Création : 8 août 2025

Auteur : Bertrand-Léo Combrade, professeur de droit public à l’Université de Poitiers

Relecteur : Etienne Merle, journaliste

Liens d’intérêts ou fonctions politiques déclarés des intervenants à l’article : aucun

Secrétariat de rédaction : Etienne Merle, journaliste

Source : Laurent Wauquiez , le 7 février 2025

Laurent Wauquiez accuse le Conseil constitutionnel d’avoir « décidé à la place des élus » et d’avoir contredit sa position d’il y a cinq ans. Or, ce sont les élus eux-mêmes, dont Laurent Wauquiez, qui ont confié au Conseil le pouvoir de censurer certaines dispositions, et le contexte n’était pas le même cinq ans plus tôt.
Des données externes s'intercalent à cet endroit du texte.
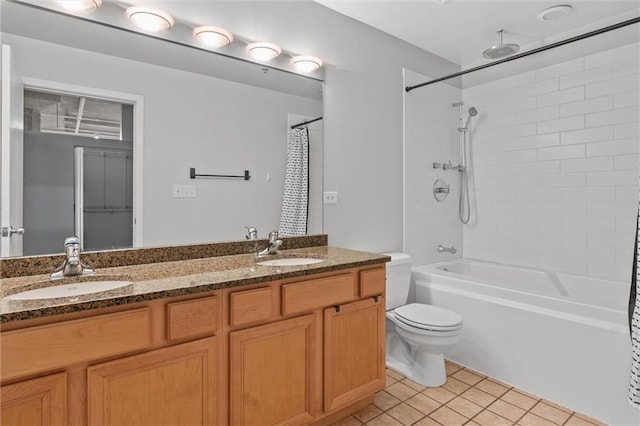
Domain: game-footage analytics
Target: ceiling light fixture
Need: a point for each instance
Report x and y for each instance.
(151, 20)
(213, 36)
(306, 63)
(264, 51)
(555, 12)
(80, 5)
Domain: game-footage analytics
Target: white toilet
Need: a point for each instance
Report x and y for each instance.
(417, 334)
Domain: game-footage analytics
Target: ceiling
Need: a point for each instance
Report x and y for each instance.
(460, 30)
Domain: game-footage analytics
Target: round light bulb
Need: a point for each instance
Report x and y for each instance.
(151, 20)
(306, 63)
(264, 51)
(213, 36)
(80, 5)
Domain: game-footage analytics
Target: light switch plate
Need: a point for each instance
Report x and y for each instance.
(184, 191)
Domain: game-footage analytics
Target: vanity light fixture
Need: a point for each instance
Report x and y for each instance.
(306, 63)
(264, 51)
(151, 20)
(80, 5)
(213, 36)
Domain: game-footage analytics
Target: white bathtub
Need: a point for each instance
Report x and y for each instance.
(562, 337)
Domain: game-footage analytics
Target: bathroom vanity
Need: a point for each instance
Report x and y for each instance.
(217, 340)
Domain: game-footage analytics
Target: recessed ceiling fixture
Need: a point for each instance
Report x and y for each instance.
(555, 12)
(213, 36)
(151, 20)
(306, 63)
(80, 5)
(264, 51)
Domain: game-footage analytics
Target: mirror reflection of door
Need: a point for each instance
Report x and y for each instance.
(55, 125)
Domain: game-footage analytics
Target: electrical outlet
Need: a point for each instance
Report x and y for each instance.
(184, 191)
(330, 197)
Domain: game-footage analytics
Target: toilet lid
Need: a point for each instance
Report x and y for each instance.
(428, 317)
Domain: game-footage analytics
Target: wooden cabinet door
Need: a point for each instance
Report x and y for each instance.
(354, 351)
(272, 378)
(171, 386)
(41, 401)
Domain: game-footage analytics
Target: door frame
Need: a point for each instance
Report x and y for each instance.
(138, 134)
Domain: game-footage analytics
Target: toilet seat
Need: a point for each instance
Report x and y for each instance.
(428, 317)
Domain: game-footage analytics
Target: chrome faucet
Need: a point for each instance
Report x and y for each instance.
(451, 249)
(72, 265)
(272, 246)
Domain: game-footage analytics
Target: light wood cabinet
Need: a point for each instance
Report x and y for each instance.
(36, 402)
(273, 376)
(171, 386)
(354, 351)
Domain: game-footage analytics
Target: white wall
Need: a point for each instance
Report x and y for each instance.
(555, 157)
(430, 136)
(191, 120)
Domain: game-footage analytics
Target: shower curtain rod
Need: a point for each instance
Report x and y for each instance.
(304, 123)
(528, 53)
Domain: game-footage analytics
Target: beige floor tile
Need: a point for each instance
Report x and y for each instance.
(577, 421)
(384, 400)
(384, 420)
(506, 410)
(589, 419)
(481, 398)
(423, 403)
(530, 419)
(394, 374)
(412, 384)
(448, 417)
(455, 386)
(492, 388)
(464, 407)
(550, 413)
(405, 414)
(401, 391)
(427, 421)
(439, 394)
(367, 413)
(467, 377)
(519, 400)
(487, 418)
(348, 421)
(558, 406)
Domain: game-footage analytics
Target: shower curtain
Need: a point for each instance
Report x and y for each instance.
(295, 199)
(634, 325)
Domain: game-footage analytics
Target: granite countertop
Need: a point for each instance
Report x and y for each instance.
(169, 279)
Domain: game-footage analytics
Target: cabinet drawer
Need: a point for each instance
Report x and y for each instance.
(372, 282)
(251, 306)
(191, 318)
(318, 293)
(48, 347)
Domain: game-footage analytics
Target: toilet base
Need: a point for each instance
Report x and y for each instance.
(428, 369)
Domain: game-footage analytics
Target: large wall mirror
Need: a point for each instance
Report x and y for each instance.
(126, 117)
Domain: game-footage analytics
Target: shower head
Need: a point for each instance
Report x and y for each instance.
(501, 50)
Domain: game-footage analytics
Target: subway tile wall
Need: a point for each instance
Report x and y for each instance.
(555, 166)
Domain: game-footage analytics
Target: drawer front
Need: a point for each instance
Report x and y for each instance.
(372, 282)
(318, 293)
(48, 347)
(251, 306)
(192, 318)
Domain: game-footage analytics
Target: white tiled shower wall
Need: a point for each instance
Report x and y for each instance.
(555, 166)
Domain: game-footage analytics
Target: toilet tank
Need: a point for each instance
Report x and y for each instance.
(398, 279)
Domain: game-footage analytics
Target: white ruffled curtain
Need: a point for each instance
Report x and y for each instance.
(295, 199)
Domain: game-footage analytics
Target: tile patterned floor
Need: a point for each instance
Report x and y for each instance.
(468, 398)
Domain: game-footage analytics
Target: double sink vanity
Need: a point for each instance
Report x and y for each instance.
(194, 335)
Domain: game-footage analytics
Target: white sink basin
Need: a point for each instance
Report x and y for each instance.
(68, 290)
(290, 261)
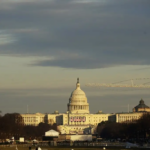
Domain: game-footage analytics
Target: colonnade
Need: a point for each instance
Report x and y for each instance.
(78, 107)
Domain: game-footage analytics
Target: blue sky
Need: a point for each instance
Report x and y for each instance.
(46, 44)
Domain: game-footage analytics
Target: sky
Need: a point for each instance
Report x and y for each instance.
(45, 45)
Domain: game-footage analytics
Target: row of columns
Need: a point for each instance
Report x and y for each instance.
(77, 107)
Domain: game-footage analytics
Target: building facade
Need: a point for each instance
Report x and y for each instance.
(78, 119)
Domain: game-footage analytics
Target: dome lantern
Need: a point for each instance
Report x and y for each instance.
(78, 101)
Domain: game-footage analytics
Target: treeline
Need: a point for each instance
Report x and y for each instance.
(139, 129)
(12, 125)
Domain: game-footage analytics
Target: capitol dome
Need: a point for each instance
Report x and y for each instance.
(78, 101)
(141, 107)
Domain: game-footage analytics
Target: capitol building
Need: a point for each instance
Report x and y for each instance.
(77, 119)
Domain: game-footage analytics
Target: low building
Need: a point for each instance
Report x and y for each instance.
(78, 119)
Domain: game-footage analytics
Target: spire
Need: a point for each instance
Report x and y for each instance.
(78, 84)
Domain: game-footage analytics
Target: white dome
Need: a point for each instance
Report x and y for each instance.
(78, 101)
(78, 96)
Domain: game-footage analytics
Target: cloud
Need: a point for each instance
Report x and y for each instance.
(78, 34)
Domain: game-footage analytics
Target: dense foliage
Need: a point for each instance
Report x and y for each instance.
(138, 129)
(12, 125)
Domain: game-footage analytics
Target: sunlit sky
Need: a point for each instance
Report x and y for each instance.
(46, 44)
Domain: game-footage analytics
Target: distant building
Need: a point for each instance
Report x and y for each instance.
(77, 119)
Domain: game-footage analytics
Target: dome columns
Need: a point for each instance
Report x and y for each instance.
(78, 101)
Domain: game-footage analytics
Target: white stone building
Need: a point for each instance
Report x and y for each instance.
(78, 119)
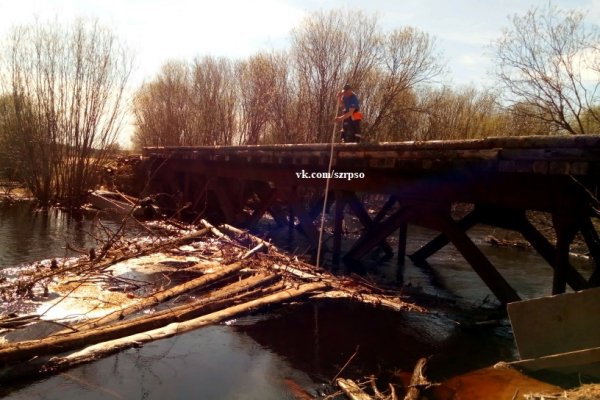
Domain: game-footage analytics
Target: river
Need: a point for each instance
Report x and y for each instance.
(298, 348)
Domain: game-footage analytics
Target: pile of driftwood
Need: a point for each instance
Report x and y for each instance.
(227, 273)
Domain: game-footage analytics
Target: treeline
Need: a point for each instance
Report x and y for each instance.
(289, 96)
(63, 109)
(63, 87)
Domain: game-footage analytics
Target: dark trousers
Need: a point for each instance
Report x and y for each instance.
(350, 131)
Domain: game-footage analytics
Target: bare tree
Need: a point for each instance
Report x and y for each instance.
(163, 108)
(546, 62)
(329, 49)
(385, 69)
(464, 113)
(67, 85)
(409, 60)
(214, 101)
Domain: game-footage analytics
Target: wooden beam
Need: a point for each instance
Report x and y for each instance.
(478, 261)
(547, 251)
(305, 221)
(340, 204)
(566, 228)
(374, 235)
(218, 187)
(265, 201)
(402, 237)
(442, 240)
(593, 242)
(365, 219)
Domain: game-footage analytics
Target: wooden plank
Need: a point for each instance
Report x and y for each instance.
(365, 219)
(437, 243)
(480, 264)
(340, 204)
(556, 324)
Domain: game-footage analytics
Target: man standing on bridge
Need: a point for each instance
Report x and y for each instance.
(351, 116)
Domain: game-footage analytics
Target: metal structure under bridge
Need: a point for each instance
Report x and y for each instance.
(501, 178)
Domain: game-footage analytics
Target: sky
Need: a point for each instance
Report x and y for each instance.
(161, 30)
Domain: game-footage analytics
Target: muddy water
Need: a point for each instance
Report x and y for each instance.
(294, 351)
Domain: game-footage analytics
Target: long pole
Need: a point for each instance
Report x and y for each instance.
(326, 195)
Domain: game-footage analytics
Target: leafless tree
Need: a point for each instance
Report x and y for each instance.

Réagissant à la censure d’une partie de la « loi Duplomb », le chef du groupe LR à l’Assemblée nationale a déclaré, sur le réseau social X, qu’il était « difficile encore une fois de trouver normal que le Conseil constitutionnel décide à la place des élus d’interdire ce qui était autorisé il y a cinq ans ». 
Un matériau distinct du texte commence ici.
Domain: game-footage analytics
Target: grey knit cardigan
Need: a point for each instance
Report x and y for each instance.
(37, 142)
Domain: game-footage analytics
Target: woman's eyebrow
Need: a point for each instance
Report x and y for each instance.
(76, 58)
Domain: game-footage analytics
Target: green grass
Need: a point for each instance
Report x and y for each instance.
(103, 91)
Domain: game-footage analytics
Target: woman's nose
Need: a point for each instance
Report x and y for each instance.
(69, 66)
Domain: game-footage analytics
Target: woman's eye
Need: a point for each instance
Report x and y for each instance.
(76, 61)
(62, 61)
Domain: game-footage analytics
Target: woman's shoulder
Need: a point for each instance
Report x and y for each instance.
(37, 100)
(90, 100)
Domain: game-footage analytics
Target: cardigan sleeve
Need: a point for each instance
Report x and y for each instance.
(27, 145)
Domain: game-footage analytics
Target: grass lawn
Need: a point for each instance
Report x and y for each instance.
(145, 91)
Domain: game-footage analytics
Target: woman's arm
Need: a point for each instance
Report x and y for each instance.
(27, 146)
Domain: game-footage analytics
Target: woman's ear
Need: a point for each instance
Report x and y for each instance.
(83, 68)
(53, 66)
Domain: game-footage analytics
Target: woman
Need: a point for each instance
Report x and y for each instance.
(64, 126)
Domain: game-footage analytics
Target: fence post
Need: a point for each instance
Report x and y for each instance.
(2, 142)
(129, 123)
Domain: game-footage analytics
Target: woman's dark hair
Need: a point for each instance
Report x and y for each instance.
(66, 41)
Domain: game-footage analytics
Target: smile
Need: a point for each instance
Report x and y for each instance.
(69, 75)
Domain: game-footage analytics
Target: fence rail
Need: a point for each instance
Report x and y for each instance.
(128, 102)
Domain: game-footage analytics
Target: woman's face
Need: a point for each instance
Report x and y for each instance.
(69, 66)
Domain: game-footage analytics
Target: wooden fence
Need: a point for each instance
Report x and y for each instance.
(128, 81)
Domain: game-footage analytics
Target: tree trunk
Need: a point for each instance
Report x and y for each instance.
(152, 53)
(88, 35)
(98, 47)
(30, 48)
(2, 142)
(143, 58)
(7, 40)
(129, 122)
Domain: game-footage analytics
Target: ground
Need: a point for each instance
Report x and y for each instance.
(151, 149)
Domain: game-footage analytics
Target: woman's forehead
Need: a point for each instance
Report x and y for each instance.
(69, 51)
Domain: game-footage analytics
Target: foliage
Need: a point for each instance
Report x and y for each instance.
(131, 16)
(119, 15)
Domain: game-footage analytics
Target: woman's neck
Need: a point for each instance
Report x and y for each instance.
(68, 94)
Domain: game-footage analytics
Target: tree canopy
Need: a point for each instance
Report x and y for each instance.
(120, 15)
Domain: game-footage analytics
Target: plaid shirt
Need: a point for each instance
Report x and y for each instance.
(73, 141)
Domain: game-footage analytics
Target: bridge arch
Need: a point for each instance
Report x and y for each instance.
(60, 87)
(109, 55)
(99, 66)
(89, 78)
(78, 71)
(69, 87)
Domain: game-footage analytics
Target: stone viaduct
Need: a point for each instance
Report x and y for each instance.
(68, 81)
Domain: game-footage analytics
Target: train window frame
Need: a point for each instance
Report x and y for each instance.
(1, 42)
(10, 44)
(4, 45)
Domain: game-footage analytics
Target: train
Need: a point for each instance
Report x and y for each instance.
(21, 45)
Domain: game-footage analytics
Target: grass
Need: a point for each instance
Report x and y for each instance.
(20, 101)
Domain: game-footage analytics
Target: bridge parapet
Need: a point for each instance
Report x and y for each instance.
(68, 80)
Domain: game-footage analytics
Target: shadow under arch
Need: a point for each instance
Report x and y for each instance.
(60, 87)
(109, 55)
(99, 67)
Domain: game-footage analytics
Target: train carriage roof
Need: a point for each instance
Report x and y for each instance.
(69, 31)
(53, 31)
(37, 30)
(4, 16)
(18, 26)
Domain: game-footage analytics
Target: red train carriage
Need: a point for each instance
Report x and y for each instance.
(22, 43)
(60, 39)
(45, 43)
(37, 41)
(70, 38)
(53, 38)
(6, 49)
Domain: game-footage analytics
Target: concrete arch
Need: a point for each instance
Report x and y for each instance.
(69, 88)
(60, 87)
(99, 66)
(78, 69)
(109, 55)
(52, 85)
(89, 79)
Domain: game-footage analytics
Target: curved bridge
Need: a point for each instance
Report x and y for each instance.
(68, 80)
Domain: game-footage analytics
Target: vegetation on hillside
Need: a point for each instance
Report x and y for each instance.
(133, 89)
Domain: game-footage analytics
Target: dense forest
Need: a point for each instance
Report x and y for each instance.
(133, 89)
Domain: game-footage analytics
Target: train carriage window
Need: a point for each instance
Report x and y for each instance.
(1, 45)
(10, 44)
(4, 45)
Une déclaration doublement discutable, le Conseil ne se substituant pas à la volonté des élus et n’ayant pas rendu, comme le député le sous-entend, une décision contredisant celle qu’il avait adoptée il y a cinq ans.

La censure d’une disposition phare de la « loi Duplomb »
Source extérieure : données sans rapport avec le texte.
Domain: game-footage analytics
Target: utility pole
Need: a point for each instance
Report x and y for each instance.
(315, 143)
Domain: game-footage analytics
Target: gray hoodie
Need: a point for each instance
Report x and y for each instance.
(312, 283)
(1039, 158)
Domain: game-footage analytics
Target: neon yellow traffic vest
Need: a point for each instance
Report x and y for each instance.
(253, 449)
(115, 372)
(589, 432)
Le 7 août 2025, le Conseil constitutionnel a rendu son verdict concernant la « loi Duplomb ». Les sages ont formulé deux réserves d’interprétation et n’ont pas estimé que l’usage de la motion de rejet préalable portait atteinte aux règles de la procédure législative. En revanche, ils ont censuré l’article de la loi très contestée sur l’interdiction d’utiliser des produits phytopharmaceutiques contenant des néonicotinoïdes.

Le Conseil constitutionnel ne se substitue pas à la volonté politique

Selon Laurent Wauquiez, en déclarant cette disposition contraire à l’article 1er de la Charte de l’environnement garantissant le droit de vivre dans un environnement équilibré et respectueux de la santé, le Conseil aurait « décidé à la place des élus ». Cette rhétorique du « gouvernement des juges » qui prendraient des décisions politiques en lieu et place du Parlement est infondée. 

En 2005, c’est le Parlement lui-même qui, en adoptant la Charte de l’environnement, a choisi d’en faire une règle à laquelle il entendrait se conformer à l’avenir. Parmi les députés ayant voté « pour » figurait d’ailleurs un jeune élu… nommé Laurent Wauquiez. Le Conseil constitutionnel ne fait ici que respecter cette volonté politique en l’appliquant.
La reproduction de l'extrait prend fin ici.